Understanding Bandgap Voltage Reference Circuits

[likephysics]

I am not able to understand how a bandgap voltage reference works.
The simplest ckt I found was here - (figure 2) - http://www.national.com/rap/Application/0,1570,24,00.html

You have 2 branches of diodes, in one branch rich (high) current flows and in the other lean (small) current flows.
But how will this help temperature compensation?

 

[es1]

I liked this link
http://amesp02.tamu.edu/~sanchez/689-bandgap-fikret.pdf

"If two quantities with opposite temperature coefficient are added with proper weighting, the resultant quantity theoretically exhibits zero temperature coefficient."

Regarding figure 2: Assume T increases, the balance is the drop in the output of R1 due to decreased Vf of string D[1-8] (decreasing Vout so negative tempco) against the decrease in Vf of the string D[8-13] (increasing Vout so positive tempco).

If all the diodes are the same then the diodes with more current will have their Vf drop less for the same increase in T. The differences in current balance out the different number of diodes in the strings. The strings need a different number of diodes to make the Vout signal.

Hope that helps some.

 

[likephysics]

es1, that helped a bit.

Here's what I understand -

You have 2 branches with one diode in each branch.

The Vbe decreases with increase in temp.
Delta Vbe increases with increase in temp.
These quantities need to be added up to cancel temperature variation.

So you...

1. Find delta Vbe (maybe using a diff. amp)
2. Measure Vbe of one diode (using an opamp)
3. Add the delta Vbe to the measured Vbe (op amp as summer)
4. Amplify this

.

Am I getting it right?

 

[es1]

Is Vbe = Vf on a diode?

I am just wondering if I am looking at the right circuit because in the document I looked at there were only diodes in fig 2, no BJTs.

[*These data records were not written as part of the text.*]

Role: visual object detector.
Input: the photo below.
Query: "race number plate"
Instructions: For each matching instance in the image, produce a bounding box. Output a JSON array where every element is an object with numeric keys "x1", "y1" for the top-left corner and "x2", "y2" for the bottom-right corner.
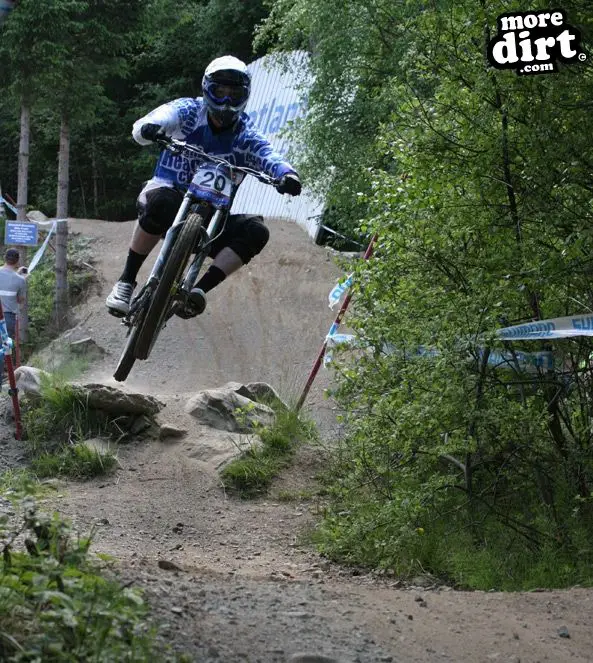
[{"x1": 188, "y1": 163, "x2": 233, "y2": 209}]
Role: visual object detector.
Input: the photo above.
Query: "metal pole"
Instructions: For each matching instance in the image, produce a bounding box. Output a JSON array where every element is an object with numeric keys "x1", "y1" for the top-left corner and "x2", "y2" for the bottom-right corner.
[
  {"x1": 296, "y1": 233, "x2": 378, "y2": 411},
  {"x1": 0, "y1": 299, "x2": 22, "y2": 440}
]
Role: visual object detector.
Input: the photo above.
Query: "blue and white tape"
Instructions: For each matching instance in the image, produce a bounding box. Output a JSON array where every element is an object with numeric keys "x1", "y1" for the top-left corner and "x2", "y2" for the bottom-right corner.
[
  {"x1": 0, "y1": 315, "x2": 13, "y2": 359},
  {"x1": 497, "y1": 314, "x2": 593, "y2": 340},
  {"x1": 28, "y1": 221, "x2": 57, "y2": 273},
  {"x1": 328, "y1": 273, "x2": 354, "y2": 310},
  {"x1": 0, "y1": 195, "x2": 17, "y2": 215},
  {"x1": 323, "y1": 331, "x2": 357, "y2": 366}
]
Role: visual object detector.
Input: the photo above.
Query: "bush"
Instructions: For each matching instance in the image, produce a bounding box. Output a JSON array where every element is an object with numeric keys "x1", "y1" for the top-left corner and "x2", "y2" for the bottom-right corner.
[
  {"x1": 0, "y1": 494, "x2": 184, "y2": 661},
  {"x1": 284, "y1": 1, "x2": 593, "y2": 590},
  {"x1": 25, "y1": 235, "x2": 97, "y2": 352}
]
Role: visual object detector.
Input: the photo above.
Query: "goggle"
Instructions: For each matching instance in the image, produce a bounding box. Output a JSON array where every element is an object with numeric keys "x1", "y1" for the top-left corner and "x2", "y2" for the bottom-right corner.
[{"x1": 206, "y1": 81, "x2": 248, "y2": 106}]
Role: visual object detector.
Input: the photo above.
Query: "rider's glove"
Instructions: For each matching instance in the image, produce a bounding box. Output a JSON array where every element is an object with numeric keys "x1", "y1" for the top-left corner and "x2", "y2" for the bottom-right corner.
[
  {"x1": 276, "y1": 173, "x2": 302, "y2": 196},
  {"x1": 140, "y1": 123, "x2": 167, "y2": 142}
]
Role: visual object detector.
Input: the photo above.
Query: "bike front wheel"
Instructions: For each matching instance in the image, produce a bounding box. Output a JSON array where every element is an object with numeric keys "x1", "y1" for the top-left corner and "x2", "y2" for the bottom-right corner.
[
  {"x1": 134, "y1": 212, "x2": 204, "y2": 360},
  {"x1": 113, "y1": 319, "x2": 141, "y2": 382}
]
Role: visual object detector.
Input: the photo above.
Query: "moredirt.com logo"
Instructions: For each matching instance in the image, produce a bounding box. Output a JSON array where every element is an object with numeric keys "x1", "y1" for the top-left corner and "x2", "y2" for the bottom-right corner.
[{"x1": 487, "y1": 8, "x2": 585, "y2": 75}]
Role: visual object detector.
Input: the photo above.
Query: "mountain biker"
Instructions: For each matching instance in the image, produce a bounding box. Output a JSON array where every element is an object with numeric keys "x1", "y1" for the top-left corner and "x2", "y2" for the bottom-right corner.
[{"x1": 106, "y1": 55, "x2": 302, "y2": 319}]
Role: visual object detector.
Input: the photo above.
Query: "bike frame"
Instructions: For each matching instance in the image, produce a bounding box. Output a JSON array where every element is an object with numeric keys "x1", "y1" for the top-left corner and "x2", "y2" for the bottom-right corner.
[{"x1": 126, "y1": 139, "x2": 277, "y2": 322}]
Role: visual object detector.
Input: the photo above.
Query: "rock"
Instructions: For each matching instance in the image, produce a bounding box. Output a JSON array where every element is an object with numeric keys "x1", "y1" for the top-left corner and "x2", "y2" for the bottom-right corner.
[
  {"x1": 245, "y1": 381, "x2": 284, "y2": 404},
  {"x1": 558, "y1": 626, "x2": 570, "y2": 638},
  {"x1": 69, "y1": 337, "x2": 105, "y2": 357},
  {"x1": 26, "y1": 210, "x2": 48, "y2": 222},
  {"x1": 222, "y1": 381, "x2": 285, "y2": 407},
  {"x1": 410, "y1": 575, "x2": 434, "y2": 588},
  {"x1": 14, "y1": 366, "x2": 50, "y2": 397},
  {"x1": 158, "y1": 424, "x2": 188, "y2": 440},
  {"x1": 130, "y1": 415, "x2": 153, "y2": 436},
  {"x1": 288, "y1": 655, "x2": 340, "y2": 663},
  {"x1": 158, "y1": 559, "x2": 183, "y2": 572},
  {"x1": 71, "y1": 384, "x2": 163, "y2": 417},
  {"x1": 185, "y1": 386, "x2": 275, "y2": 433}
]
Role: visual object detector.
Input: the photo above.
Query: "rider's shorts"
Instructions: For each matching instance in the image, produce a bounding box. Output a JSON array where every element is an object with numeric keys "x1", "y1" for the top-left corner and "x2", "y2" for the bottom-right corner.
[{"x1": 137, "y1": 185, "x2": 269, "y2": 264}]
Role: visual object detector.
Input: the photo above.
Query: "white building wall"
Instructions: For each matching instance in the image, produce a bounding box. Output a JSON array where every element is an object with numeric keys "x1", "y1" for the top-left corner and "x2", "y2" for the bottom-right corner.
[{"x1": 232, "y1": 51, "x2": 323, "y2": 239}]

The delta Vf of the two strings should stay constant because the delta Vf is Vout in fig 2 (the top cathodes of the two strings are shorted together). The point of the circuit is to keep Vout constant over temp.

Are steps 1-4 referring to the circuit in fig 2, the simplest one with two strings of diodes? There is no need to diff amps and summers via opamps. You get the diff and sum for free by KCL at the output of R1 and KVL around the loop that includes both strings of diodes.

 

[es1]

Maybe this will help:

Just for the sake of argument assume nominal Vf of the diode is not dependent on current but that the change in Vf with temp is. This just keeps the math a bit easier.

So then:

Vf=Vf0 + K(If)T

Vf0 = forward voltage at nominal temp and current
K = some gain parameter in V/C and it is dependent on forward current in the diode
T = temp of diode

So then KVL around the loop with the diodes and Vout is:

8(Vf0 + K(If1)T) = 7(Vf0 + K(If2)T) + Vout
Vout = (8*K(If1)-7*K(If2))*T + Vf0 [ We need the Vf0 to fall out so Vout !=0, this is why there are not the same number of diodes in the strings ]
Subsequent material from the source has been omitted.